This entry is part 38 of 103 in the series Daily Scribble Reports

Publishing

So Dowse and Bleed is officially in review and I’ll get to proof it soon. I’m actually going to order a proof this time and will probably redo the typesetting on Gone Hunting soon and order that too. This round has been something of a revelation for me. And sent the Word file off to the formatter. :braces self for the invoice:

Writing

When in doubt, just write it out. I dove into my gift-fic and let’s just see what happens, shall we? Note to self: I haven’t the foggiest idea what I’m doing. I made it 167 words into the gift-fic before stalling out.

Upon switching to Splintered Gates, I got 728 words. That wasn’t actually the plan, but I’ll go with it. I’m starting to get scenes, and that’s a good thing. They’ll need later fleshing, but I’m not starting from sketch only either.

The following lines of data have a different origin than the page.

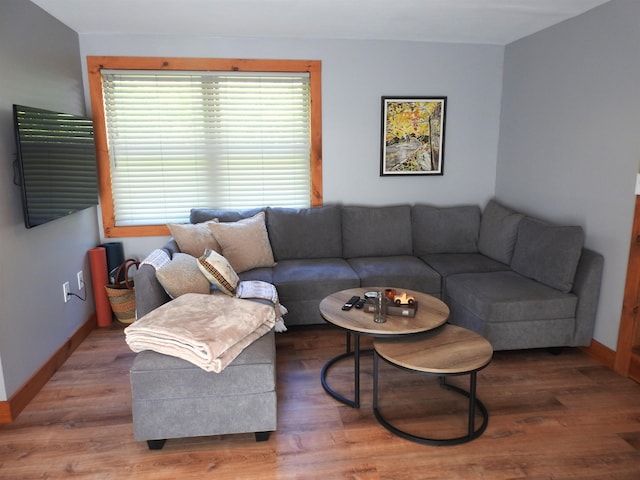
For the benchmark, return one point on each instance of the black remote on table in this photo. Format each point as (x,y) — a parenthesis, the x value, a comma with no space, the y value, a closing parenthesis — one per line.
(351,302)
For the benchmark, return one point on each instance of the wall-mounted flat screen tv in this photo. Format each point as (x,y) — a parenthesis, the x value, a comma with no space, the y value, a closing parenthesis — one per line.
(56,164)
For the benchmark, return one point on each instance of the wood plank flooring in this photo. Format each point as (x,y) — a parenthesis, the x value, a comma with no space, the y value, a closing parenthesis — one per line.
(551,417)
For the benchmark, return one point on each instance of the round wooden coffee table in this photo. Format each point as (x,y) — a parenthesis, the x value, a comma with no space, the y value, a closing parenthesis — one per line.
(447,351)
(431,313)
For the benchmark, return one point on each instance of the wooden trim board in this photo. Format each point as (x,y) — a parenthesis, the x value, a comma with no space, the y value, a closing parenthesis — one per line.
(9,409)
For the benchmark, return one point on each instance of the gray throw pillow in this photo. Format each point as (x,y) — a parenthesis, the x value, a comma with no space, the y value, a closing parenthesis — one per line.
(445,229)
(199,215)
(498,232)
(548,253)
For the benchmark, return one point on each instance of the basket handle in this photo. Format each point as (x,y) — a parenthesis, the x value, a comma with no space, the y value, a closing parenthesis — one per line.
(126,265)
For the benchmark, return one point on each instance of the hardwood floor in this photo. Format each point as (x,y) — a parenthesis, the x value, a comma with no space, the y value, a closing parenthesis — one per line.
(551,417)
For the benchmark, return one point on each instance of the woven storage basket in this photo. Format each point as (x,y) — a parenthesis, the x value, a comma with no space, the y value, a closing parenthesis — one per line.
(122,296)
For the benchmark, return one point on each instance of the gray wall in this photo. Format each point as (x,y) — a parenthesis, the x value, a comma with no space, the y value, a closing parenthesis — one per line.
(40,67)
(355,74)
(569,132)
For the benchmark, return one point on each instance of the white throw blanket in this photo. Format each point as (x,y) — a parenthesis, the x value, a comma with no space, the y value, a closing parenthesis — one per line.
(209,331)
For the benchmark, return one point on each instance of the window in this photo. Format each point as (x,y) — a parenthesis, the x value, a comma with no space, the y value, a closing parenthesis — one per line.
(173,134)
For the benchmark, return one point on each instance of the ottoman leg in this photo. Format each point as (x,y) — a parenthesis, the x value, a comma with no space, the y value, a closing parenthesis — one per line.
(156,444)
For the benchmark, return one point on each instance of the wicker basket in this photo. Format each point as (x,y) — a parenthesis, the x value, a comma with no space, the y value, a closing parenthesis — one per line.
(122,296)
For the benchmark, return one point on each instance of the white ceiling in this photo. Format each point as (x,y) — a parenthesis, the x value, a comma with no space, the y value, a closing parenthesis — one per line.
(460,21)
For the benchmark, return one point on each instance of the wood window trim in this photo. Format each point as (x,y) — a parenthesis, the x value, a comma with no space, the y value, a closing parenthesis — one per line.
(95,64)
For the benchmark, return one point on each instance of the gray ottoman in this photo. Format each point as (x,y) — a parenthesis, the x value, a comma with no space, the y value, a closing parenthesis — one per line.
(172,398)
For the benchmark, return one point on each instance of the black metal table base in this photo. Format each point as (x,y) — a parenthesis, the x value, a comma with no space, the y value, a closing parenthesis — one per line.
(355,353)
(474,402)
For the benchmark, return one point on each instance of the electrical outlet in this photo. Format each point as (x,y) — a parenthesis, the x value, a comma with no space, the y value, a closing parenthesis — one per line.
(66,289)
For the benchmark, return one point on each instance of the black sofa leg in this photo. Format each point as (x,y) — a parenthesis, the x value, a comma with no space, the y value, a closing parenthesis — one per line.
(156,444)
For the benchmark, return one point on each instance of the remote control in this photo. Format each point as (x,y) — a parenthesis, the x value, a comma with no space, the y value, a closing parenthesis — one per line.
(350,302)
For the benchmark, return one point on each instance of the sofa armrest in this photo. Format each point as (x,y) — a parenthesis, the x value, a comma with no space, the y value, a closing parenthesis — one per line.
(149,292)
(586,286)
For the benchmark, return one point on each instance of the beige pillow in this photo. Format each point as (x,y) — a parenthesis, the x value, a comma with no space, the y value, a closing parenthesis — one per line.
(194,238)
(244,243)
(218,271)
(181,275)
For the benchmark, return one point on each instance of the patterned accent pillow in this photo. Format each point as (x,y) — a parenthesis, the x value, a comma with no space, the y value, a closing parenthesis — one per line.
(244,243)
(181,275)
(218,271)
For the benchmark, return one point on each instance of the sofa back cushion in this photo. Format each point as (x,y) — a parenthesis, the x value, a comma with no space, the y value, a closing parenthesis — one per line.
(199,215)
(445,229)
(376,231)
(548,253)
(498,232)
(305,232)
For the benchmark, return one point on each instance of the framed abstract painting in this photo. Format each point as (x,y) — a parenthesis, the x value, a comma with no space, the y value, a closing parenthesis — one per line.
(413,135)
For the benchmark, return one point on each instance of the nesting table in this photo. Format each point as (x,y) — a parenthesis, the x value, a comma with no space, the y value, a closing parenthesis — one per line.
(431,313)
(424,344)
(447,351)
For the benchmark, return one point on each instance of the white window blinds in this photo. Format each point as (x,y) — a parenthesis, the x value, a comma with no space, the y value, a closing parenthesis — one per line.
(180,140)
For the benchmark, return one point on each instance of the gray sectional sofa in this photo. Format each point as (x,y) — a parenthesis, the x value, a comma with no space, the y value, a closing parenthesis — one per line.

And back to the gift-fic. It’s going well, even if I can tell I’m not wholly comfortable in this character’s head. Either of theirs. I have no idea how I’m going to merge these scenes either.

In line with the idea of catching up on sleep, I'm going to stop here. I chose to write less today in favor of publishing. I regret nothing.

Word Count

  • Fiction: 1304 words
  • Poetry: 0 words, 0 lines
  • Blog: 253 words

Gift-Fic

  • Today: 576 words
  • Total: 576 words

Splintered Gates

  • Today: 728 words
  • Total: 1757 words

Collaboration

  • Today: 0 words
  • Total: 56,380 words

January Totals

  • Fiction: 3993 words
  • Poetry: 212 words | 45 lines
  • Blog: 3730 words

Completed Pieces

  • Poem: "Before My Eyes," 220 words | 47 lines.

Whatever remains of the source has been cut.